Development Environment

This section of the Refinery Platform documentation describes setting up Eclipse for Refinery development.

Eclipse Project defaults

Main Module:

${workspace_loc:refinery-platform}/${DJANGO_MANAGE_LOCATION}

Program arguments:

runserver --noreload

Working directory:

${workspace_loc:}

Git

Make sure to use the SSH repository URL (instead of HTTPS) if you want to push code to Github without entering username and password.

> git remote set-url origin git@github.com:parklab/refinery-platform.git

License

The Refinery Platform license is very similar to the MIT License but contains an additional clause the prohibits the use of the names of the copyright holders in most circumstances.
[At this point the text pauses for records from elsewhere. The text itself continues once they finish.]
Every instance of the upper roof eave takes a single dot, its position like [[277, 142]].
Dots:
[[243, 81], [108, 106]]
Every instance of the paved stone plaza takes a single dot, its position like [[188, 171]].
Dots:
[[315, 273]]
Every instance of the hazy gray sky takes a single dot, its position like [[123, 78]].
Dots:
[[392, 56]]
Copyright (c) 2011-2013 The President and Fellows of Harvard College.
All rights reserved. Copyright (c) 2011-2013 Boston Children's
Hospital. All rights reserved.

Permission is hereby granted, free of charge, to any person obtaining
a copy of this software and associated documentation files (the
"Software"), to deal in the Software without restriction, including
without limitation the rights to use, copy, modify, merge, publish,
distribute, sublicense, and/or sell copies of the Software, and to
permit persons to whom the Software is furnished to do so, subject to
the following conditions:

The above copyright notice and this permission notice shall be
included in all copies or substantial portions of the Software.

Except as contained in this notice, the name of Harvard University
and Boston Children's Hospital or any affiliate shall not be used in
advertising, publicity, news release or otherwise to promote the
sale, use or other dealings in this Software without prior written
authorization by Harvard University and Boston Children's Hospital.

THE SOFTWARE IS PROVIDED "AS IS", WITHOUT WARRANTY OF ANY KIND,
EXPRESS OR IMPLIED, INCLUDING BUT NOT LIMITED TO THE WARRANTIES OF
MERCHANTABILITY, FITNESS FOR A PARTICULAR PURPOSE AND NONINFRINGEMENT.
IN NO EVENT SHALL THE AUTHORS OR COPYRIGHT HOLDERS BE LIABLE FOR ANY
CLAIM, DAMAGES OR OTHER LIABILITY, WHETHER IN AN ACTION OF CONTRACT,
TORT OR OTHERWISE, ARISING FROM, OUT OF OR IN CONNECTION WITH THE
SOFTWARE OR THE USE OR OTHER DEALINGS IN THE SOFTWARE.